Under the UAE's Commercial Transaction Law 18/1993, the court can carry out this form.
You must first have things in order before beginning the liquidation procedure. You'll need the following documents on hand:
Even if there are no debts owed to creditors, properly liquidating a firm rather than merely letting your trade license expire is highly recommended. When a corporation is formally liquidated, there are a number of procedures that must be followed. Ignoring these may result in a variety of sanctions, as well as the 'blacklisting' of the firm, its directors, and shareholders by UAE government authorities. This could have an impact on their involvement in other firms or their capacity to start a new business in the future.
A liquidation audit is performed for a variety of reasons. It is critical that all of the Company's assets are accounted for whenever a liquidation of the Company is required, regardless of the reason. Discovering and listing all of the Company's liabilities is just as critical. A liquidation audit report will identify the Company's assets and liabilities and should eliminate any creditors' objections. All of the Company's assets are converted to cash and disbursed to creditors or assigned to other Company obligations as the liquidation proceeds. The manner the assets are allocated is governed by specific rules. It is critical that the liquidator has access to all pertinent information. The liquidation audit ensures that the data is correct and complete.
Following the completion of a company's liquidation, a post-liquidation audit may be conducted to ensure that all assets were appropriately appraised and dispersed. This post-liquidation audit report will assist creditors in understanding what happened and how the funds they received (if any) from the liquidation were calculated. This report will lower the likelihood of a creditor questioning the liquidator's activities.
Liquidation audits are required before any company can be closed in Dubai or any of the Free Zones in Dubai. Dubai Economic Department (DED), Jebel Ali Free Zone Authority (JAFZA), Dubai Airport Free Zone Authority (DAFZA), Dubai Multi Commodities Center (DMCC), and Dubai Silicon Oasis (DSO) all require liquidation audit in their respective authority regions whenever a Company is closing its operations and canceling its license. Abu Dhabi, Sharjah, Hamriyah Free Zone, and SAIF Zone also have regulations concerning Company liquidation and for liquidation audits very similar to other regions within UAE. For up-to-date information on liquidation audit, an authorized UAE Audit Firm can be contacted to determine the actual requirements for a specific region.
Because corporations must coordinate with a variety of external parties/authorities in order to complete the process in a timely manner, the liquidation process can be time-consuming and costly. Any step or document that is overlooked will add additional time and complexity to the process. Dhanguard provides liquidation services for all UAE entities, including LLCs, free zone firms, and offshore companies, ranging from a full liquidation to assisting with a section or parts of the process, depending on the client's needs.

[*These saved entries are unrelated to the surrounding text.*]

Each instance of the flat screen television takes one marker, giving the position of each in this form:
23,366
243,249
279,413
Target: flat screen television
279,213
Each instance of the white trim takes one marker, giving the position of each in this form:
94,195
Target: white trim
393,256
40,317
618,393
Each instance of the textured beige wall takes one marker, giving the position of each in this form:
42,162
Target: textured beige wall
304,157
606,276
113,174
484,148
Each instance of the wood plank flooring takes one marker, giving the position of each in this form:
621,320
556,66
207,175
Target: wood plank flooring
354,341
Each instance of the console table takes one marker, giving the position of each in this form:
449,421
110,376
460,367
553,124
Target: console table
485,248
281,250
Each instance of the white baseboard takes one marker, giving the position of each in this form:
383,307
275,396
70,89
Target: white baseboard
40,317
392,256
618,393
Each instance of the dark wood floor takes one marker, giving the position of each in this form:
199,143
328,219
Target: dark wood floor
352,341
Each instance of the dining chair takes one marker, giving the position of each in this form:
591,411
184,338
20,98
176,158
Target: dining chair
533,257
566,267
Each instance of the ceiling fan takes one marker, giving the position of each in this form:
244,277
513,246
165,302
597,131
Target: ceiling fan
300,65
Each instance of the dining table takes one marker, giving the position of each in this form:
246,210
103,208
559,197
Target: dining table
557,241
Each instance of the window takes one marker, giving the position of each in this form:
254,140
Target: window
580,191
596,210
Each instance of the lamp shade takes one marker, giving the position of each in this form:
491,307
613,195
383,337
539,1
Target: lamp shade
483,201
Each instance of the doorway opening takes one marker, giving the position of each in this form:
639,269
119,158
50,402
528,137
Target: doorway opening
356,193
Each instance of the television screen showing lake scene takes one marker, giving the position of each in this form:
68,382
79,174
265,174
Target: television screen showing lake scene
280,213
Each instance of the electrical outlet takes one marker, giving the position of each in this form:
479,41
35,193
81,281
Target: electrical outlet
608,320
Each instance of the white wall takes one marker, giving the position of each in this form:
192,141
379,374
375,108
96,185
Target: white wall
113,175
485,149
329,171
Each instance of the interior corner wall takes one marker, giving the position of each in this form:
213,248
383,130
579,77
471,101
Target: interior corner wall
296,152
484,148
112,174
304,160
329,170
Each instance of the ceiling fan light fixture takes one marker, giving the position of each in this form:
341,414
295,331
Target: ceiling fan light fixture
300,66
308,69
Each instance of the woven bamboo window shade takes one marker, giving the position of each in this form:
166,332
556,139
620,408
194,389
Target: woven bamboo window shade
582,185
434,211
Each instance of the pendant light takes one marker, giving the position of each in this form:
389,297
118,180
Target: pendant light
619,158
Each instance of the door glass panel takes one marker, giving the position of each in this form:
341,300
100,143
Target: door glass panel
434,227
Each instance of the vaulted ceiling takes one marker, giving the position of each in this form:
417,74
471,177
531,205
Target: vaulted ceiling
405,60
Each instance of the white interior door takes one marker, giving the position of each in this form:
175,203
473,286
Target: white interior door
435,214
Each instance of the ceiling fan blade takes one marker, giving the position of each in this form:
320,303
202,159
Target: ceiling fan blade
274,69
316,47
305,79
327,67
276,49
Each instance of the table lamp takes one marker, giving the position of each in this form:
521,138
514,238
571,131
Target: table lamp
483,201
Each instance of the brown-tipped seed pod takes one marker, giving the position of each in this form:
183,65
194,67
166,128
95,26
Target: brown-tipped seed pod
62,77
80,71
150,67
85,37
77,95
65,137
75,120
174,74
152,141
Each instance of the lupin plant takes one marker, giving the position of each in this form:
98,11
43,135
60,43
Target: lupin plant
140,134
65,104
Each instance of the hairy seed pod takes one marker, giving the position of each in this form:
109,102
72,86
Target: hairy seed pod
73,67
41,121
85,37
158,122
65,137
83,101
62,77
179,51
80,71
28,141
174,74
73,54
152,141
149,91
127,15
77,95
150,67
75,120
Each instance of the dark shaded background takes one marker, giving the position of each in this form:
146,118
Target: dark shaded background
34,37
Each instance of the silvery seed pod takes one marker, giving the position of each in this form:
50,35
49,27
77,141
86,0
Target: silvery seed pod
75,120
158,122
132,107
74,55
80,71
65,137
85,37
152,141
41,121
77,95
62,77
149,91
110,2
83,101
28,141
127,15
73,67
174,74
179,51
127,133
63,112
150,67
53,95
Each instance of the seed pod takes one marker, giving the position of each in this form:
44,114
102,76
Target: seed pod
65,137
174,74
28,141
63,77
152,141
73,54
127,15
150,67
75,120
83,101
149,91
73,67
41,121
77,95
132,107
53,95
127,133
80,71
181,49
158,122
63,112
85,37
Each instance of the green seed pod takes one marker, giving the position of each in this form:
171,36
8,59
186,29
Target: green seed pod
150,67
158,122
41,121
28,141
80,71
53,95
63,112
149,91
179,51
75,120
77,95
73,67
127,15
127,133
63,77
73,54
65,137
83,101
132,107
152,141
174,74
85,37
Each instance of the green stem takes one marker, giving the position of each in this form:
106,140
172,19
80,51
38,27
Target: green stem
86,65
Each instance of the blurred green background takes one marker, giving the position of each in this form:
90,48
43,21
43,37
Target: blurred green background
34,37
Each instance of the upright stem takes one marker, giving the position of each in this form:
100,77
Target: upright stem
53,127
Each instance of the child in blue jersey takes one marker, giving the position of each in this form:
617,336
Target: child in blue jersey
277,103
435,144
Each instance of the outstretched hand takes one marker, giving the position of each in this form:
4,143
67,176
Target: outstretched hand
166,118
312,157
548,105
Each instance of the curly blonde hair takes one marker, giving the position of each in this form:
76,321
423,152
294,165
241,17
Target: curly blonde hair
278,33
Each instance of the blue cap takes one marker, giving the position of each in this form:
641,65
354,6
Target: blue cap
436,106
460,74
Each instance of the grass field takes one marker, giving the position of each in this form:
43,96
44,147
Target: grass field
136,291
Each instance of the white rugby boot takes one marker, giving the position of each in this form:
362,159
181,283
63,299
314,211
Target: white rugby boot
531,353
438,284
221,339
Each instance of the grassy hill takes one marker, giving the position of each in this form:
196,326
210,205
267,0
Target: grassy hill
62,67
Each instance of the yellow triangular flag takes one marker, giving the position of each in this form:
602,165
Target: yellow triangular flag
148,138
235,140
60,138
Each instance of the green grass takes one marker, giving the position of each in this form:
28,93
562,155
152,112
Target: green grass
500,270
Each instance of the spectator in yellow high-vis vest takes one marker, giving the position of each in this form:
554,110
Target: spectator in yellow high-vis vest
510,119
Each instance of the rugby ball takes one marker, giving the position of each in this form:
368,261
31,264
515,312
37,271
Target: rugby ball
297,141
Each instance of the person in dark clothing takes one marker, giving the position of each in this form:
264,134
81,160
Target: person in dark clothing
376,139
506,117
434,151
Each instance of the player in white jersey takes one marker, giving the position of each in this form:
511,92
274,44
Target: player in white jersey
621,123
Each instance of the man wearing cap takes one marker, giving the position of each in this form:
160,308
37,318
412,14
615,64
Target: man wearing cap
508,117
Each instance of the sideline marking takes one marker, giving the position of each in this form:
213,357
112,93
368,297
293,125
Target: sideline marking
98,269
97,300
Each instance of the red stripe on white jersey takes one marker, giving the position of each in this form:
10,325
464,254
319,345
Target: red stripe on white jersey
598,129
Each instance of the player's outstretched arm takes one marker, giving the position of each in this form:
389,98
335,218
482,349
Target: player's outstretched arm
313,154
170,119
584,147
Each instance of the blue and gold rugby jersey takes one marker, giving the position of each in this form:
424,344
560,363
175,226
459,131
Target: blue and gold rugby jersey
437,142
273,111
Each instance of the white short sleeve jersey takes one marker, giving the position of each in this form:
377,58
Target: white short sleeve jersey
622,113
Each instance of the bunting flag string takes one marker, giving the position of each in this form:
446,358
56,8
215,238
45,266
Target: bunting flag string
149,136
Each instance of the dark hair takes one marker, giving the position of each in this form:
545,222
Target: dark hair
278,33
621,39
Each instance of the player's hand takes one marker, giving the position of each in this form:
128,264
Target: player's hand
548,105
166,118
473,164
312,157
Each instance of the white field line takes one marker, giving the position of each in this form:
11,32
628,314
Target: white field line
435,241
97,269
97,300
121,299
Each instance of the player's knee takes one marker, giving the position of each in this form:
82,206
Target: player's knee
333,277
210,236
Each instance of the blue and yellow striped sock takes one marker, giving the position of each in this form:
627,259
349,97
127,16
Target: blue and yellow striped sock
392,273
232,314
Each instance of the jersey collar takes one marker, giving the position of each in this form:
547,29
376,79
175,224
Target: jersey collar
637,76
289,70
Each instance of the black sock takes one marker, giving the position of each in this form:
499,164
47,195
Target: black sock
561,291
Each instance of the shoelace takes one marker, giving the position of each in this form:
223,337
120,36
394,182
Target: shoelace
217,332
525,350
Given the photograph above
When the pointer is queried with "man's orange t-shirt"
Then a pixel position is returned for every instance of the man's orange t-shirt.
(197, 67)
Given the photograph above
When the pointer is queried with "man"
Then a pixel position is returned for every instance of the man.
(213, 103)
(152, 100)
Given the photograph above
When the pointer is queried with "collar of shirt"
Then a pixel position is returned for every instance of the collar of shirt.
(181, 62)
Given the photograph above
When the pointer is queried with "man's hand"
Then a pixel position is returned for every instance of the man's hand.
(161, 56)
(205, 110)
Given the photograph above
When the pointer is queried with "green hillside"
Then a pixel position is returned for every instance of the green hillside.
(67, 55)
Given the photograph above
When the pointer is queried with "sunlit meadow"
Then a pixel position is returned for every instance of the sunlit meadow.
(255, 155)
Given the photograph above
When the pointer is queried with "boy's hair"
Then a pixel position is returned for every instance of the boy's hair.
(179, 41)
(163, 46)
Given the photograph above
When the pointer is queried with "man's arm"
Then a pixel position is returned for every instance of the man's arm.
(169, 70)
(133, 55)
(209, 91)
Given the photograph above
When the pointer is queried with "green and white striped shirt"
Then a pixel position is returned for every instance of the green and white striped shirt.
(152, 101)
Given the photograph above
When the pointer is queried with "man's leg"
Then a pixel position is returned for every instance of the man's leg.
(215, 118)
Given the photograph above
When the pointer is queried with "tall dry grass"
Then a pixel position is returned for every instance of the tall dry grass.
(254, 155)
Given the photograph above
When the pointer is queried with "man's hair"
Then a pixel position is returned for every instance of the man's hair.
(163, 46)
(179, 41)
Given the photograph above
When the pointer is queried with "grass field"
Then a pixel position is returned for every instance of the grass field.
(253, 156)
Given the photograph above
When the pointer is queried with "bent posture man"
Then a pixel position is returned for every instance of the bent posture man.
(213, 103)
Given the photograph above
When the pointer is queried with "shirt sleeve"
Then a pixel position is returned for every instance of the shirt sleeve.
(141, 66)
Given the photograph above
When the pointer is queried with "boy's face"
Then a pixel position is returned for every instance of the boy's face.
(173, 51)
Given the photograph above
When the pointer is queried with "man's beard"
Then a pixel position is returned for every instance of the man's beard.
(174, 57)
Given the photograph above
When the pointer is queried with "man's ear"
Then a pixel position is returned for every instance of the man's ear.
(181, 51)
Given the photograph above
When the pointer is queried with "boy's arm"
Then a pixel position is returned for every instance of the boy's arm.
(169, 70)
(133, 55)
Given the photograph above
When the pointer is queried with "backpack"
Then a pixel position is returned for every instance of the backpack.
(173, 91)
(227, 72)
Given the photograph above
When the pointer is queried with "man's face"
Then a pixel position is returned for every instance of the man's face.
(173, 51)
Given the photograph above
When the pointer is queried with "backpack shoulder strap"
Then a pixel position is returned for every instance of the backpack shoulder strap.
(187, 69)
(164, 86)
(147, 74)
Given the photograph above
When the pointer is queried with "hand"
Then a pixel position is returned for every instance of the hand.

Liquidation is a formal insolvency operation in which a corporation is wound up (sometimes known as 'winding up' or 'closing' a firm); all of its assets are liquidated, and the proceeds are used to repay debts, pay expenditures, and distribute any residual balance to the company's owners. When a company is liquidated, it stops doing business and no longer employs employees. The business license of a company is cancelled upon liquidation, its name is deleted from the Trade Registry, and the firm is deemed to have ceased to exist.
There is no legal limit on how long a company may be liquidated. A company's full liquidation normally takes six to 24 months from start to finish. Of course, it depends on the state of your business and the type of liquidation you're pursuing.
Following his appointment, the Liquidator or Provisional Liquidator becomes the Company's Liquidator. He is then given the authority to represent the Company as if he were a member of the Board of Directors. Apart from the Directors, the Company is also subject to legal action under several statutes.